Traitements du cancer du sein : une étude pour mieux suivre les femmes à risque de cardiotoxicité
20 décembre 2024
Certains médicaments sont efficaces contre le cancer mais au prix d’effets indésirables, parfois graves, sur le cœur. Il est cependant difficile de prédire quels patients seront concernés. C’est le but de l’étude que s’apprête à lancer le Dr Damien Legallois, cardiologue (Caen). Lui et son équipe espèrent mettre au point grâce à l’intelligence artificielle un outil capable de prédire le risque de cardiotoxicité propre à chaque patiente atteinte d’un cancer du sein.
La cardiotoxicité est un effet indésirable majeur, spécifique au muscle cardiaque. Certains médicaments, notamment anticancéreux, sont connus comme étant cardiotoxiques. Les manifestations de la cardiotoxicité sont très variables : arythmies, insuffisance cardiaque, maladie coronarienne, maladie des valves cardiaques, hypertensions artérielle et pulmonaire, accident vasculaire cérébral, complications péricardiques, maladies thrombo-embolitiques.
« Ces dernières années, les traitements contre le cancer progressent énormément. Grâce à eux, le pronostic de certains cancers a radicalement changé. Mais il y a une contrepartie.
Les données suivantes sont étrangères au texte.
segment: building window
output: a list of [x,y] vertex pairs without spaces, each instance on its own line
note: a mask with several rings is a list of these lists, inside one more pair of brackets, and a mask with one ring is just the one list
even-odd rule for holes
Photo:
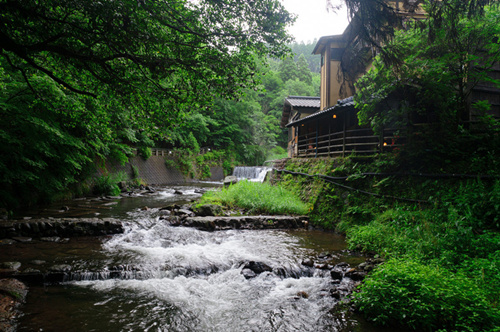
[[345,48],[332,48],[330,52],[330,60],[340,61],[344,54]]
Ces médicaments qui sont très efficaces contre les cancers peuvent aussi avoir des effets indésirables, parfois graves, sur le cœur et le système cardiovasculaire en général », résume Damien Legallois, cardiologue au CHU de Caen, lauréat de l’Appel à Projet 2023 sur la thématique “Cœur & Cancer” de la Fondation Cœur et recherche.
Le projet ? ML-Cardiotox. L’objectif ? Prédire le risque de cardiotoxicité pour une patiente donnée atteinte d’un cancer du sein afin de mettre en place un suivi personnalisé. Les deux médicaments concernés par l’étude sont les anthracyclines et les anti-HER2, réputés cardiotoxiques. Ils sont principalement responsables d’insuffisance cardiaque, et largement utilisés dans le traitement du cancer du sein.
Des milliers de femmes concernées chaque année
A-t-on les chiffres des patientes qui présentent une cardiotoxicité ? « Ces chiffres sont assez peu connus, car globalement les études qui valident les médicaments anticancéreux portent avant tout sur l’efficacité du médicament. La cardiotoxicité est moins documentée et on a moins d’informations sur ce sujet. Ainsi, pour savoir quels patients subissent une cardiotoxicité, on est contraint de se tourner vers les données de la vraie vie qui sont plus difficiles à récupérer, contrairement aux suivis très protocolaires mis en place dans une étude. Les données auxquelles on a accès sont donc très parcellaires », précise le Dr Legallois.
Selon ces données, le spécialiste estime entre 1 à 17 % le nombre de femmes concernées par une cardiotoxicité un an après le traitement. Ainsi, sur les 60 000 femmes qui, chaque année, sont diagnostiquées d’un cancer du sein, environ deux tiers seront traitées avec l’un des deux médicaments. En prenant la fourchette haute, plus de 6 500 femmes pourraient être concernées. « Sachant qu’une partie de cette cardiotoxicité peut survenir 5, 10 voire 15 ans après le traitement », précise encore le cardiologue.
Des facteurs de risque invisibles pour l’œil humain
Près de 600 femmes vont être recrutées pour cette étude. Elles seront suivies sur un an – selon le protocole habituel. Les données seront ensuite traitées par des algorithmes d’intelligence artificielle appelés machine learning. « Il s’agit d’un outil d’intelligence artificielle, de plus en plus développée dans la médecine, afin de capter des liens entre différentes pathologies et facteurs de risque qui sont généralement difficiles à identifier au moyen des techniques classiques », explique dans une vidéo captée par la fondation Cœur et Recherche le Dr Trecy Gonçalves, de l’unité de cardio-oncologie de l’hôpital Lariboisière-Saint-Louis, membre d’une équipe spécialisée dans le machine learning.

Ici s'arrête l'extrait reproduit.